Oui, 1987. Il aura donc fallu trente-sept ans pour que l’État ivoirien découvre subitement que l’un de ses fils les plus en vue, de retour au pays sous les projecteurs de l’espérance démocratique, ne serait plus officiellement ivoirien. L’argument juridico-administratif serait risible s’il n’était pas lourd de conséquences politiques.

La radiation de Tidjane Thiam de la liste électorale ne tombe pas du ciel. Elle sent la manœuvre politique à plein nez, comme un parfum trop fort dans une salle surchauffée. Thiam dérange. Sa posture, ses réseaux, sa stature internationale, sa capacité à incarner une alternative crédible face à un pouvoir qui s’accroche… tout cela faisait de lui un candidat redoutable. Alors, on l’écarte, subtilement. Par le droit. Ou plutôt, par un usage tordu du droit.
Ce coup de massue porté à la démocratie ivoirienne confirme un malaise plus profond. La compétition politique dans le pays est biaisée, pervertie par des mécanismes institutionnels qui ne servent plus la République, mais un régime. La Commission électorale est contestée, la liste électorale manque de transparence, et les décisions de justice sont désormais perçues comme les prolongements d’un pouvoir exécutif obsédé par sa propre survie.

Mais au-delà de Thiam, c’est l’idée même d’une alternance crédible qui prend un coup. Que reste-t-il de l’espoir suscité après les crises de 2010 et les engagements pris pour éviter le retour du chaos ? Si chaque opposant sérieux est neutralisé par la ruse ou par l’exil, que vaut encore l’idée d’élection libre et inclusive ?

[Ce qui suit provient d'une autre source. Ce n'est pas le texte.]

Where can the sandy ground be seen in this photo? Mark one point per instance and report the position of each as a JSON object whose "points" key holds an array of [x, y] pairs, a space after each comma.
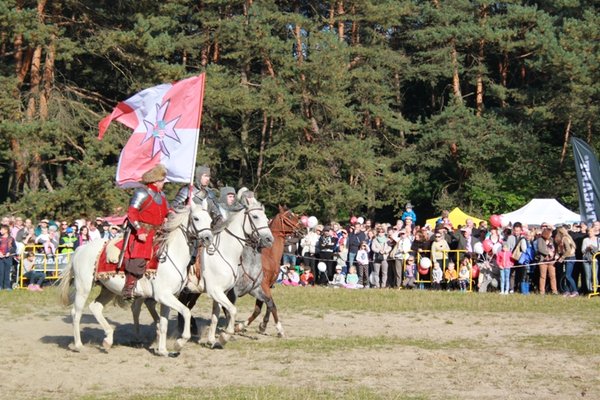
{"points": [[491, 360]]}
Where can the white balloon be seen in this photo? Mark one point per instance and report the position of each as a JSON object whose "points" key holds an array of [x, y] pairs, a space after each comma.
{"points": [[478, 248], [322, 266], [496, 248]]}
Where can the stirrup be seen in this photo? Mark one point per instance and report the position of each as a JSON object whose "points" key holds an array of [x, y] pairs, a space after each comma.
{"points": [[210, 249]]}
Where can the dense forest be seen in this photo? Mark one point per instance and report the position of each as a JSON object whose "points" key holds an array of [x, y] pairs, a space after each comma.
{"points": [[333, 107]]}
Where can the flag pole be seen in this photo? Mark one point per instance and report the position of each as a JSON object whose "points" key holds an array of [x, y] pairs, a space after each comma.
{"points": [[203, 78]]}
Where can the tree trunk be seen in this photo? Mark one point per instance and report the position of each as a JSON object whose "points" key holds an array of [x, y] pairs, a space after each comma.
{"points": [[481, 62], [331, 15], [563, 153], [48, 77], [263, 143], [305, 98], [244, 130], [35, 169], [355, 36], [341, 34], [503, 69], [455, 76], [36, 78]]}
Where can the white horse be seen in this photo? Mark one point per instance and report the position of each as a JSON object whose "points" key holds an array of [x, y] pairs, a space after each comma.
{"points": [[222, 268], [186, 224]]}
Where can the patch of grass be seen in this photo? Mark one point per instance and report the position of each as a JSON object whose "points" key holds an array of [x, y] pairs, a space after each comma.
{"points": [[582, 345], [329, 345], [322, 300], [268, 393]]}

L’élimination de Thiam ne fermera pas la parenthèse. Elle l’ouvrira davantage. Car un peuple qui sent qu’on lui vole son choix n’oublie pas. La Côte d’Ivoire mérite mieux que des joutes juridiques téléguidées. Elle mérite une vraie démocratie. Pas un théâtre d’ombres.Et dans ce théâtre, Tidjane Thiam n’est peut-être pas le perdant. Il est juste devenu le symbole d’un système à bout de souffle. Et les symboles, en politique, finissent toujours par renaître.